Characterization of a metastable neon beam extracted from a commercial RF ion source

TL;DR

This study demonstrates the effective extraction and characterization of a metastable neon beam from a commercial RF ion source, including flux, velocity, and efficiency measurements, with a novel quenching detection method adaptable to other noble gases.

Contribution

We developed a straightforward method to characterize metastable neon beams from a commercial RF ion source, including a novel quenching detection technique applicable to other noble gases.

Findings

Optimal flux density of 2×10^{12} atoms/s/sr identified

Metastable velocity distribution and efficiency characterized

Quenching detection method successfully implemented

Abstract

We have used a commercial RF ion-source to extract a beam of metastable neon atoms.
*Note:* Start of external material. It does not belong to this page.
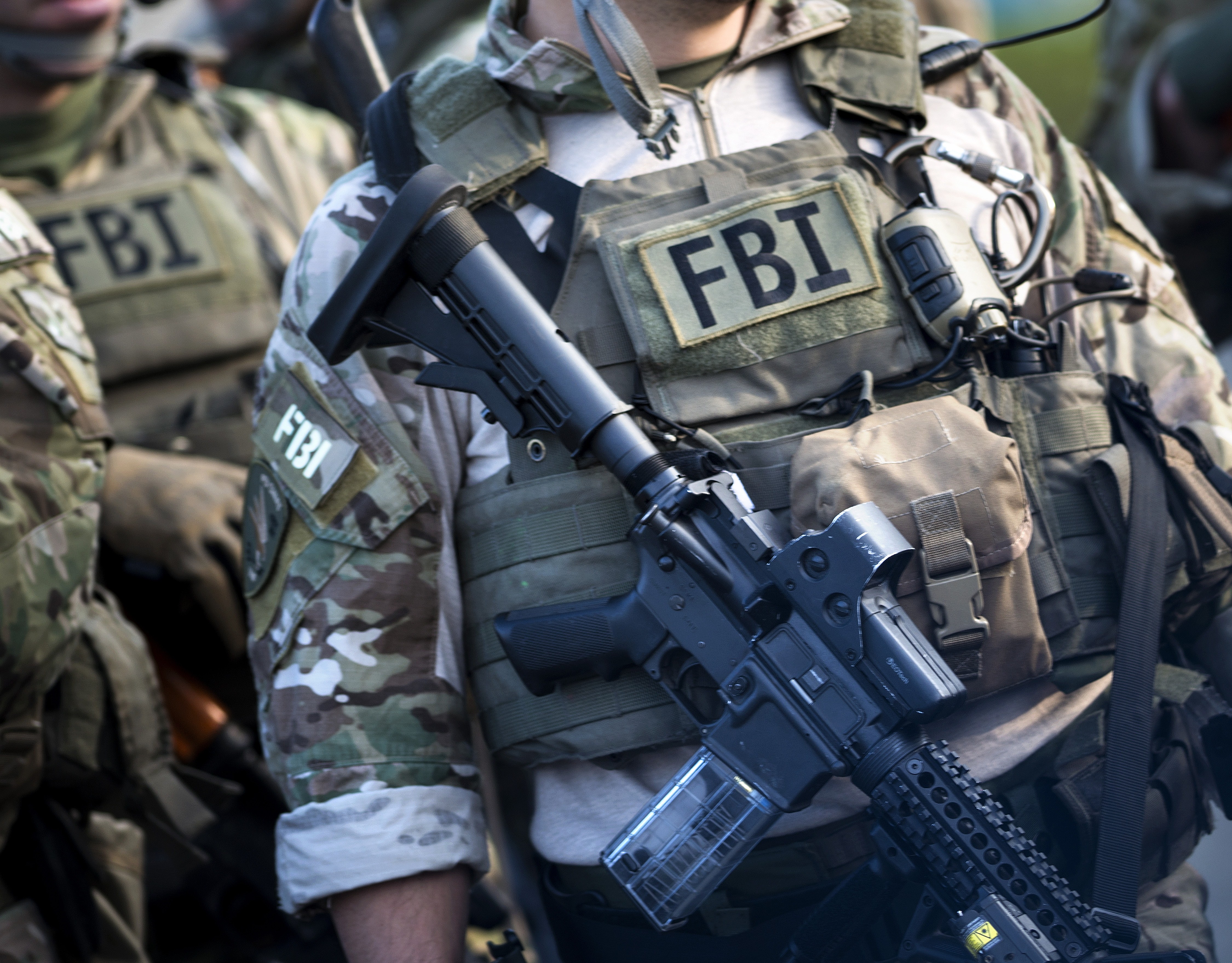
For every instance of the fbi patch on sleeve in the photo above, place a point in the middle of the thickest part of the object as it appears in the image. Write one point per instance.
(307, 447)
(757, 260)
The source was easily incorporated into our existing system and was operative within a day of installation. The metastable velocity distribution, flux, flow, and efficiency were investigated for different RF powers and pressures, and an optimum was found at a flux density of $2\times10^{12}\,$atoms/s/sr. To obtain an accurate measurement of the amount of metastable atoms leaving the source, we insert a Faraday cup in the beam line and quench some of them using a weak $633\,$nm laser beam. In order to determine how much of the beam was quenched before reaching our detector, we devised a simple model for the quenching transition and investigated it for different laser powers. This detection method can be easily adapted to other noble gas atoms.